Axios' Erica Pandey and Mike Allen spoke with Ohio state Rep. Adam Mathews; Monica Posey, president at Cincinnati State Technical and Community College; Ohio Department of Higher Education chancellor Mike Duffey; Brendon Cull, president and CEO of the Cincinnati Regional Chamber; and Alain Bellemare, Delta Air Lines EVP and president-international, at the event.

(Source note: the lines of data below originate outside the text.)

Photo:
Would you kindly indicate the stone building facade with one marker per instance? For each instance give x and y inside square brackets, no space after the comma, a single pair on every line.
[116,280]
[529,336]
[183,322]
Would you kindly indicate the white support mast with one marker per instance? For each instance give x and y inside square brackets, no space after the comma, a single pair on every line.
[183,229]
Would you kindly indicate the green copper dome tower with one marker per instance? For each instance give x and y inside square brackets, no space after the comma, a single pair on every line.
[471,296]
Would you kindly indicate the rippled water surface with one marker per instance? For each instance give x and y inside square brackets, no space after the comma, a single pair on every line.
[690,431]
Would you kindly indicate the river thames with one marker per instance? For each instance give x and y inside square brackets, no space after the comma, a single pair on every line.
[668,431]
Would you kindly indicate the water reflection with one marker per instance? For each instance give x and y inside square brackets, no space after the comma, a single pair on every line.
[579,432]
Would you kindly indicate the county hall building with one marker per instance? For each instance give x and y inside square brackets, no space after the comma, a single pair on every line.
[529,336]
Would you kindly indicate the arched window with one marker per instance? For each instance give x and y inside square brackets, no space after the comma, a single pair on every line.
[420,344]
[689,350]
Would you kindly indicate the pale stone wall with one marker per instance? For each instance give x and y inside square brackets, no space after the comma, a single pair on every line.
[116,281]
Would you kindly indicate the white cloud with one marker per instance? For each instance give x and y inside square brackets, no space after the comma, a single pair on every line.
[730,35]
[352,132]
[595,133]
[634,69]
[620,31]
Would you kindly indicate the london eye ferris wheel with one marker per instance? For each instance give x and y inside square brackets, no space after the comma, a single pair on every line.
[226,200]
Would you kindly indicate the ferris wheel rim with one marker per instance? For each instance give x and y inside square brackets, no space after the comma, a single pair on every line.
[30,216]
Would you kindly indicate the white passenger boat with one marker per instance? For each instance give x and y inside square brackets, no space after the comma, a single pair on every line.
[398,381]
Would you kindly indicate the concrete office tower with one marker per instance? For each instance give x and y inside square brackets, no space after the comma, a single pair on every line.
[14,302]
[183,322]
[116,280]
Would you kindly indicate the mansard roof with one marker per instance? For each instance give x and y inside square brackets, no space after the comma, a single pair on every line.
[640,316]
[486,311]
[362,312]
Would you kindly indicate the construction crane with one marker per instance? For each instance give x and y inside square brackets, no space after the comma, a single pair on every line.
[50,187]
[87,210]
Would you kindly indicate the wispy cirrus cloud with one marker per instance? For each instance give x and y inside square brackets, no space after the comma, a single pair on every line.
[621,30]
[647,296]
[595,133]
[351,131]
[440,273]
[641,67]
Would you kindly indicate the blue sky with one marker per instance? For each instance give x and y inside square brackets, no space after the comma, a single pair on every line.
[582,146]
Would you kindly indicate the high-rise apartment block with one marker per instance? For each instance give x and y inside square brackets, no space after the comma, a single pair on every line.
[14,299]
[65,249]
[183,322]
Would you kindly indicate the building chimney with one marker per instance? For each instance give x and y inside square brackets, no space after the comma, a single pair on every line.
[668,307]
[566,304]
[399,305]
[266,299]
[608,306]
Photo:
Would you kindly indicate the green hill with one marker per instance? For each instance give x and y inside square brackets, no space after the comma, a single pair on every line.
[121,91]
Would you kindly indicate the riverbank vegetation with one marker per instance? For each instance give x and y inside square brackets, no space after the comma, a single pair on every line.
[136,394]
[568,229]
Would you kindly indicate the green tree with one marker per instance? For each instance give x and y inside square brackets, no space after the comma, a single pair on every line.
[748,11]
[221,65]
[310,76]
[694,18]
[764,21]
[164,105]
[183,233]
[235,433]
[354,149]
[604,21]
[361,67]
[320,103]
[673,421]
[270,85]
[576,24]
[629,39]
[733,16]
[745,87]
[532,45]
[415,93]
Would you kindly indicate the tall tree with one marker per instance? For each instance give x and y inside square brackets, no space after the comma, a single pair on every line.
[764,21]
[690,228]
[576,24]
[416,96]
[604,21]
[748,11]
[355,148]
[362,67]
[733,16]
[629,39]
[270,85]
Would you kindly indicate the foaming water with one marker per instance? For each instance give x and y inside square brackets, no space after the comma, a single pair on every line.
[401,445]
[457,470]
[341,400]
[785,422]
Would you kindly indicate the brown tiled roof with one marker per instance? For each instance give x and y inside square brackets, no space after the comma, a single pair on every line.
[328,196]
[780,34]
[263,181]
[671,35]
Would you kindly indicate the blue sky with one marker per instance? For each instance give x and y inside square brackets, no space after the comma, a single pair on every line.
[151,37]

It was sponsored by GE Aerospace.
What they're saying: In the AI era, "what our manufacturing facilities and our normal types of businesses are going to have to navigate is how do we actually use the seed corn to build that next generation, rather than eating it now for short-term gain," Mathews said.
- "You have people coming in as entry level, and still need to learn how to weld, how to be an associate attorney, how to write sales copy … and if those things get outsourced to AI, we're not going to have the next generation of leadership."
- "I do think there's going to be a lot of increase in manufacturing and increase in speed and efficiencies, because you can have AI help with routine maintenance. … But you're still going to need humans that know whether the AI is even spitting out something that makes sense, or if it's just slop."
State of play: Today, higher education students represent a wide age range, as educational and workforce development institutions increasingly offer upskilling and reskilling programs to broaden the workforce.
- "Our average student age is about 25, so we have just as many from high school as mature adults coming back to college," Posey said.
- "If you think about it, higher education has switched from an all-or-nothing, really get a degree, to now pieces that stack together for a complete education, and you're never really done – it is going to become lifelong learning," Duffey said.
Zoom out: Cincinnati, which has long been a hub for manufacturing, is focused on cultivating a strong sense of place in its bid to attract talent.
- "If as a community you're not investing in housing, and transportation, and arts and culture, and vibrancy, and the kind of pieces of the puzzle that make a city attractive, you're not going to win all of the rest of the workforce conversation either," Cull said.
The bottom line: Preparing and supporting strong talent is at the heart of success for many companies, and investing in the workforce is a key business strategy.
- "Delta is doing extremely well – it's doing well because it's powered by great people," Bellemare said.
- "It's all about talent, it's about people, it's about making sure that you have the right skill set in place to deliver to the customer expectations."
Content from the sponsored segment:
In a View From the Top conversation, GE Aerospace chairman and CEO Larry Culp shared that the GE Aerospace Foundation will launch a $30-million, multiyear skills training program to grow the advanced manufacturing workforce.
- "We're really doing this as part of an industry-wide effort to make sure that aerospace not only has the capacity but the capabilities to fulfill the missions that we see in front of us," Culp said.